NYT: ICE Set to Vastly Expand Its Reach With New Funds

After the passage of President Trump’s domestic policy law, the Department of Homeland Security is poised to hire thousands of new immigration agents and double detention space.

Zolan Kanno-Youngs
Hamed Aleaziz

By Zolan Kanno-Youngs and Hamed Aleaziz

Reporting from Washington

  • Published July 12, 2025 Updated July 13, 2025

Thousands of new deportation agents deployed into American cities. A doubling of detention space to hold tens of thousands of immigrants before they are expelled. Miles of new border wall, along with surveillance towers equipped with artificial intelligence.

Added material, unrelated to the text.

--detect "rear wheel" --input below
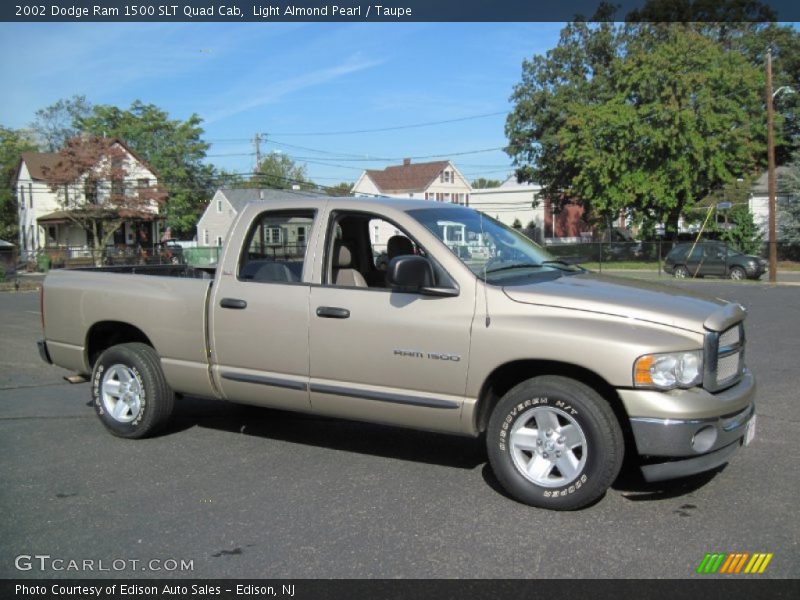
[486,375,624,510]
[92,343,175,438]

That is the expansive plan that President Trump’s top immigration officials now intend to enact after months of struggling to overcome staffing shortages and logistical hurdles that have stymied his pledge to record the most deportations in American history.

After weeks of pressuring members of Congress into supporting his signature domestic policy legislation, Mr. Trump has secured an extraordinary injection of funding for his immigration agenda — $170 billion, the vast majority of which will go to the Department of Homeland Security over four years.

The annual budget of Immigration and Customs Enforcement alone will spike from about $8 billion to roughly $28 billion, making it the highest funded law enforcement agency in the federal government.